15. I Am Not Your Negro
Director: Raoul Peck  UK release date: 7 April
Narrated by Samuel L Jackson, Peck's documentary about black novelist, playwright, poet and activist James Baldwin focusses mainly on an unfinished book featuring his memories of Medgar Evers, Malcolm X, and Martin Luther King. "The story of the negro in America is the story of America. It is not a pretty story," writes Baldwin. Peck shows us how and why that story hasn't got any prettier.

14. The Levelling
Director: Hope Dickson Leach  UK release date: 12 May
Compellingly dark British drama about a young woman (Ellie Kendrick) returning to her family's farm following the suicide of her younger brother. Director Leach conjures an atmosphere of dread and claustrophobia in which grief is a palpable ingredient. These are helpless people caught in life's vicious crosshairs.

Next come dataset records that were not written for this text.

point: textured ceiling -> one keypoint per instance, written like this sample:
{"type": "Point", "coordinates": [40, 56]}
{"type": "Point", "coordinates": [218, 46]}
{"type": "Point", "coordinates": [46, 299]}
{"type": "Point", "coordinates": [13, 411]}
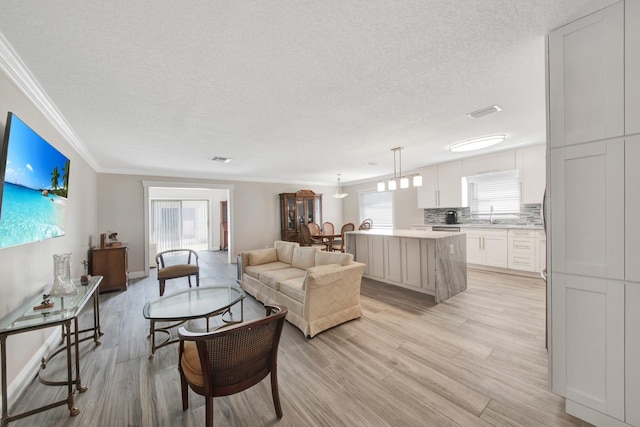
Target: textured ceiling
{"type": "Point", "coordinates": [291, 90]}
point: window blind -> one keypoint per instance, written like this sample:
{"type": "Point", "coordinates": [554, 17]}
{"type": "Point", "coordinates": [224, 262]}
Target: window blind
{"type": "Point", "coordinates": [500, 191]}
{"type": "Point", "coordinates": [378, 206]}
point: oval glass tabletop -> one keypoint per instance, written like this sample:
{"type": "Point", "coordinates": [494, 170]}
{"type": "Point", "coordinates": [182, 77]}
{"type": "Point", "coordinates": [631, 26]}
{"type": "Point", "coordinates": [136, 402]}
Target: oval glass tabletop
{"type": "Point", "coordinates": [193, 303]}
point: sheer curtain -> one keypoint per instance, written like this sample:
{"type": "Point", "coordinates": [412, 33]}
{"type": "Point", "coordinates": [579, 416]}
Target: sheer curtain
{"type": "Point", "coordinates": [179, 224]}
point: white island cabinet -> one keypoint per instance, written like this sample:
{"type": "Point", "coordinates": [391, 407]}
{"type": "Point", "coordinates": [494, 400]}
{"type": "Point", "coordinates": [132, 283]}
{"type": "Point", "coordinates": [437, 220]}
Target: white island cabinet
{"type": "Point", "coordinates": [431, 262]}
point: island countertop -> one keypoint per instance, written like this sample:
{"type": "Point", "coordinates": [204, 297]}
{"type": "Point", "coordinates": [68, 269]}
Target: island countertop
{"type": "Point", "coordinates": [419, 234]}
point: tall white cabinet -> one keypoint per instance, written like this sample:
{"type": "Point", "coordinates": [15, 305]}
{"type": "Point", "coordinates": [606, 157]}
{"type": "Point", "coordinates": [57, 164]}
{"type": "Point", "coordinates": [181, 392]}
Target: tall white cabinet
{"type": "Point", "coordinates": [594, 239]}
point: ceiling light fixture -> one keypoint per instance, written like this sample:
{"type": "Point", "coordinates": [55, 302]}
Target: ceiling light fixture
{"type": "Point", "coordinates": [399, 180]}
{"type": "Point", "coordinates": [485, 111]}
{"type": "Point", "coordinates": [221, 159]}
{"type": "Point", "coordinates": [476, 143]}
{"type": "Point", "coordinates": [340, 194]}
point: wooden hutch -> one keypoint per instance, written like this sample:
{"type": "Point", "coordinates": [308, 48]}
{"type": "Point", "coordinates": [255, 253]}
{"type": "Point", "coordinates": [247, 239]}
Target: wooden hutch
{"type": "Point", "coordinates": [302, 207]}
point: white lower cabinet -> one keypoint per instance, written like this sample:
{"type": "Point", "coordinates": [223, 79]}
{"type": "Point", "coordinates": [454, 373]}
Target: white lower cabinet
{"type": "Point", "coordinates": [487, 247]}
{"type": "Point", "coordinates": [588, 343]}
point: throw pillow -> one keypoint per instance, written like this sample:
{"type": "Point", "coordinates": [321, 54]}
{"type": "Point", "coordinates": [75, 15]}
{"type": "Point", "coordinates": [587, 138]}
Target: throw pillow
{"type": "Point", "coordinates": [303, 258]}
{"type": "Point", "coordinates": [285, 250]}
{"type": "Point", "coordinates": [263, 256]}
{"type": "Point", "coordinates": [324, 258]}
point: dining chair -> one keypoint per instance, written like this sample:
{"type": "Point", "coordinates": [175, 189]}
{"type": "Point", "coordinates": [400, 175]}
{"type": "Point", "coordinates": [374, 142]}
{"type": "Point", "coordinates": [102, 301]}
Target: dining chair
{"type": "Point", "coordinates": [327, 228]}
{"type": "Point", "coordinates": [171, 265]}
{"type": "Point", "coordinates": [339, 245]}
{"type": "Point", "coordinates": [232, 359]}
{"type": "Point", "coordinates": [306, 240]}
{"type": "Point", "coordinates": [367, 224]}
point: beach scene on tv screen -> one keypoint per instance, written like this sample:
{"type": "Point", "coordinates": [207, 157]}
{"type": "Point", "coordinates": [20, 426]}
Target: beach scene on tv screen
{"type": "Point", "coordinates": [36, 183]}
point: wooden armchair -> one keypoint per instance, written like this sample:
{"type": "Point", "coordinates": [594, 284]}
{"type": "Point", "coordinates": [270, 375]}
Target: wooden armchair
{"type": "Point", "coordinates": [170, 265]}
{"type": "Point", "coordinates": [232, 359]}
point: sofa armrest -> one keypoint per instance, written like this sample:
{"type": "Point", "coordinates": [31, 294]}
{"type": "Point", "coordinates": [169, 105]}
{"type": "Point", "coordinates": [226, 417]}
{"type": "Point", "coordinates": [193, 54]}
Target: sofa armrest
{"type": "Point", "coordinates": [332, 288]}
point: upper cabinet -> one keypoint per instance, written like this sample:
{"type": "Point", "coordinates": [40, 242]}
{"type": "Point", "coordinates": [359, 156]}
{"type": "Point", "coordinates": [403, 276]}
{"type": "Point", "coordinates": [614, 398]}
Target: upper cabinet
{"type": "Point", "coordinates": [632, 64]}
{"type": "Point", "coordinates": [489, 163]}
{"type": "Point", "coordinates": [441, 186]}
{"type": "Point", "coordinates": [586, 79]}
{"type": "Point", "coordinates": [531, 164]}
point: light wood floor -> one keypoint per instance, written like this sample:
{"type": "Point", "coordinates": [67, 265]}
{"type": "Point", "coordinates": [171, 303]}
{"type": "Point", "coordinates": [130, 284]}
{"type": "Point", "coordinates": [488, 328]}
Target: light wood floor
{"type": "Point", "coordinates": [477, 359]}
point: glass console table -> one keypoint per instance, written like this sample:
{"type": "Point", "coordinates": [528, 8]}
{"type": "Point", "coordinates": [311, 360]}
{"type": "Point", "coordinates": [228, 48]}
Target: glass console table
{"type": "Point", "coordinates": [64, 312]}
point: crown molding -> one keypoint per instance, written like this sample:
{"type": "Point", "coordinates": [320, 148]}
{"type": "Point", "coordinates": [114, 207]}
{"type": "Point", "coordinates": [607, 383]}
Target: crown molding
{"type": "Point", "coordinates": [19, 74]}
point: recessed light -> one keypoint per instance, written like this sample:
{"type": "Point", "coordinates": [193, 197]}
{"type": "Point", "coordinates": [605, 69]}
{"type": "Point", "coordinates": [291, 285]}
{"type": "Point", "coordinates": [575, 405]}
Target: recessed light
{"type": "Point", "coordinates": [477, 143]}
{"type": "Point", "coordinates": [484, 112]}
{"type": "Point", "coordinates": [221, 159]}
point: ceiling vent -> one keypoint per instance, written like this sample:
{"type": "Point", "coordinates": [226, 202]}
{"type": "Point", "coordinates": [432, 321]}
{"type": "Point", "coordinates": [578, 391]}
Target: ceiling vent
{"type": "Point", "coordinates": [484, 112]}
{"type": "Point", "coordinates": [221, 159]}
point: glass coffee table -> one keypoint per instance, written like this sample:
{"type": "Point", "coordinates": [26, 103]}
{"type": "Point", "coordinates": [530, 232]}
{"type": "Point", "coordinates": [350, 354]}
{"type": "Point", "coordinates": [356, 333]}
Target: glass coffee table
{"type": "Point", "coordinates": [194, 303]}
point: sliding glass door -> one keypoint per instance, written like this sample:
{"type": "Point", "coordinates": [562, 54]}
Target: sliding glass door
{"type": "Point", "coordinates": [180, 224]}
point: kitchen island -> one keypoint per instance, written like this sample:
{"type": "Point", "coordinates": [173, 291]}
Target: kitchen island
{"type": "Point", "coordinates": [431, 262]}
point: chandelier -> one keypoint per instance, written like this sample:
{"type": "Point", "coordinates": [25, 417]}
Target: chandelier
{"type": "Point", "coordinates": [399, 180]}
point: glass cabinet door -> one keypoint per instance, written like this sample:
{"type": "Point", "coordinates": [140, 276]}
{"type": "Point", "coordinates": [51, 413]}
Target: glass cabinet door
{"type": "Point", "coordinates": [291, 214]}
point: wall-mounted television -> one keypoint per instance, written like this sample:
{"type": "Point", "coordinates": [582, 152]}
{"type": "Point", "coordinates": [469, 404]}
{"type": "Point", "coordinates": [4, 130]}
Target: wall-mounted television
{"type": "Point", "coordinates": [35, 185]}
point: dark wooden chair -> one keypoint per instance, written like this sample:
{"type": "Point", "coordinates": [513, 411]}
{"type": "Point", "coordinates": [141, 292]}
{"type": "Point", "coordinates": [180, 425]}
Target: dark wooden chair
{"type": "Point", "coordinates": [367, 224]}
{"type": "Point", "coordinates": [232, 359]}
{"type": "Point", "coordinates": [171, 265]}
{"type": "Point", "coordinates": [338, 245]}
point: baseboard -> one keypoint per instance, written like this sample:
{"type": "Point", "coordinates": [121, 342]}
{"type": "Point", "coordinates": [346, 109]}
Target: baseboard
{"type": "Point", "coordinates": [592, 416]}
{"type": "Point", "coordinates": [31, 369]}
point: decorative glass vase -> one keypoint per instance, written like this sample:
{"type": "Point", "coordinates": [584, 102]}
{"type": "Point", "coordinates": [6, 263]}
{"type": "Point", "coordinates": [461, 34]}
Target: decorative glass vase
{"type": "Point", "coordinates": [62, 283]}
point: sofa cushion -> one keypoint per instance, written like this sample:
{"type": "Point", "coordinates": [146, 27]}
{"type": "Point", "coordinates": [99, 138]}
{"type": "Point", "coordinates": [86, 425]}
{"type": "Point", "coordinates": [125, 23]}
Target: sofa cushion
{"type": "Point", "coordinates": [294, 288]}
{"type": "Point", "coordinates": [256, 270]}
{"type": "Point", "coordinates": [304, 258]}
{"type": "Point", "coordinates": [274, 277]}
{"type": "Point", "coordinates": [324, 258]}
{"type": "Point", "coordinates": [285, 250]}
{"type": "Point", "coordinates": [263, 256]}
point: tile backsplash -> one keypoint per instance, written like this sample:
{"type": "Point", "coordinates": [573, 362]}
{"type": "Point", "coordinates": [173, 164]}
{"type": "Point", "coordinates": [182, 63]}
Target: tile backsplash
{"type": "Point", "coordinates": [530, 214]}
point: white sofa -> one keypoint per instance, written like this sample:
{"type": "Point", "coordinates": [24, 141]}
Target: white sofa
{"type": "Point", "coordinates": [320, 289]}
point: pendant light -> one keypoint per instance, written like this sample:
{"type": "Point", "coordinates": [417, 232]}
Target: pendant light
{"type": "Point", "coordinates": [398, 180]}
{"type": "Point", "coordinates": [340, 194]}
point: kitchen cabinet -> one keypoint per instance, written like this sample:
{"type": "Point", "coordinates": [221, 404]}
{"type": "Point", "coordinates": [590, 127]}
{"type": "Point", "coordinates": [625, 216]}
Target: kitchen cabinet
{"type": "Point", "coordinates": [489, 163]}
{"type": "Point", "coordinates": [302, 207]}
{"type": "Point", "coordinates": [112, 264]}
{"type": "Point", "coordinates": [531, 164]}
{"type": "Point", "coordinates": [522, 249]}
{"type": "Point", "coordinates": [392, 257]}
{"type": "Point", "coordinates": [632, 67]}
{"type": "Point", "coordinates": [441, 186]}
{"type": "Point", "coordinates": [632, 354]}
{"type": "Point", "coordinates": [594, 344]}
{"type": "Point", "coordinates": [411, 260]}
{"type": "Point", "coordinates": [488, 247]}
{"type": "Point", "coordinates": [586, 78]}
{"type": "Point", "coordinates": [588, 343]}
{"type": "Point", "coordinates": [587, 215]}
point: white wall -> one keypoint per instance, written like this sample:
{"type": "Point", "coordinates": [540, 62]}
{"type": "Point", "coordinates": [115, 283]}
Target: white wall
{"type": "Point", "coordinates": [27, 270]}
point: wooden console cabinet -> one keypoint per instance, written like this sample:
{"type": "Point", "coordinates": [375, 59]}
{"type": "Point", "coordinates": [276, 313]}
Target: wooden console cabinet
{"type": "Point", "coordinates": [112, 264]}
{"type": "Point", "coordinates": [302, 207]}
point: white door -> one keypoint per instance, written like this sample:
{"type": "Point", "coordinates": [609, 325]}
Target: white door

David Troughton – as shattered patriarch Aubrey – is immense.

13. A Ghost Story
Director: David Lowery  UK release: 11 August
There's rather more to Pete's Dragon director Lowery's film than Rooney Mara's famous pie-eating scene and Casey Affleck dressed in a white sheet. It's actually a powerful, poetic exploration of love, grief and the impermanence of life. We die but the world keeps turning, our loved ones move on, our legacy is small and soon fades. Rarely has so harsh a notion been so elegantly expressed.

12. Mudbound
Director: Dee Rees  UK release date: 17 November
A boldly ambitious and all-too-resonant tale of two American families – one white, one black – in the years before, during and after WWII. Despite its large cast and multiple narrators, Rees' film is perfectly paced, with the climactic melodrama and its fallout providing scenes both memorable and horrifying. Breaking Bad's Jonathan Banks, as racist patriarch Pappy, is the personification of toxic hatred.

11. On Body And Soul
Director: IIdiko Enyedi  UK release date: 22 September
Unconventional love story in which two abattoir workers – Géza Morcsányi and Alexandra Borbély – share dreams of being together in an Eden-like forest as deer, and slowly grow closer in the real world too. You quickly come to care about Enyedi's characters, especially lonely, vulnerable Maria (Borbély), whilst marvelling at the sheer chutzpah of the film's setting and storytelling.